-
Notifications
You must be signed in to change notification settings - Fork 28
Description
https://github.com/scrapinghub/scrapy-poet/blob/master/scrapy_poet/page_input_providers.py#L165-L180
Currently, the HttpResponseProvider creates a new HttpResponse instance each time it's called:
class HttpResponseProvider(PageObjectInputProvider, CacheDataProviderMixin):
"""This class provides ``web_poet.page_inputs.HttpResponse`` instances."""

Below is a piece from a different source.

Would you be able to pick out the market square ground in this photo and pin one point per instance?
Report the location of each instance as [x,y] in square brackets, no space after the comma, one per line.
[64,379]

provided_classes = {HttpResponse}
name = "response_data"
def __call__(self, to_provide: Set[Callable], response: Response):
"""Builds a ``HttpResponse`` instance using a Scrapy ``Response``"""
return [
HttpResponse(
url=response.url,
body=response.body,
status=response.status,
headers=HttpResponseHeaders.from_bytes_dict(response.headers),
)
]From another thread:
Suppose the average HTML size for a particular website is 256 KB. Let's also suppose that we have 12 POs that we need to support in our MultiLayoutPage subclass. This means that for every multi layout PO instance, it holds at least 256 KB * 12 = 3 MB in memory. Assuming that we're parsing at a rate of 10 pages per second, then we're holding at least 3 MB * 10 pages = 30 MB of memory per second.

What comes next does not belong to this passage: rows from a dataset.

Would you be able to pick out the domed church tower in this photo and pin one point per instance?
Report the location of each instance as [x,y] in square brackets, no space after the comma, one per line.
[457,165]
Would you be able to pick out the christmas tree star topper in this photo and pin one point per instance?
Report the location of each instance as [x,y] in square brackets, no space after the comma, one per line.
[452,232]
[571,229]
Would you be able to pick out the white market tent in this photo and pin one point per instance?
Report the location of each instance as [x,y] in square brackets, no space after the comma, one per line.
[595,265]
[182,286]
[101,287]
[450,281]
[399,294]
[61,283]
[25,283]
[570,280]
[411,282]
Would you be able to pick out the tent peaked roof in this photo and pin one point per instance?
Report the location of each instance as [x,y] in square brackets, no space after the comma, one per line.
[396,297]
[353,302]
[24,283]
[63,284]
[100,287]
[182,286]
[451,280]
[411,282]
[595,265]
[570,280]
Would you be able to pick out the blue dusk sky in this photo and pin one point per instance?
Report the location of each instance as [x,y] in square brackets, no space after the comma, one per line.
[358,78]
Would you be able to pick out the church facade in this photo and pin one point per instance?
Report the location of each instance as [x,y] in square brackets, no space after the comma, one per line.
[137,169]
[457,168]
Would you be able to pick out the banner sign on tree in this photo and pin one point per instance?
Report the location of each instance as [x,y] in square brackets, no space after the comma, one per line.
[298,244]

It's not a crucial issue for now but it can certainly be made more efficient by having the provider return the same HttpResponse instance given a response identifier. HttpResponseProvider already inherits from CacheDataProviderMixin. Perhaps we can use an in-memory cache to determine if we can return the same instance instead of creating a new one.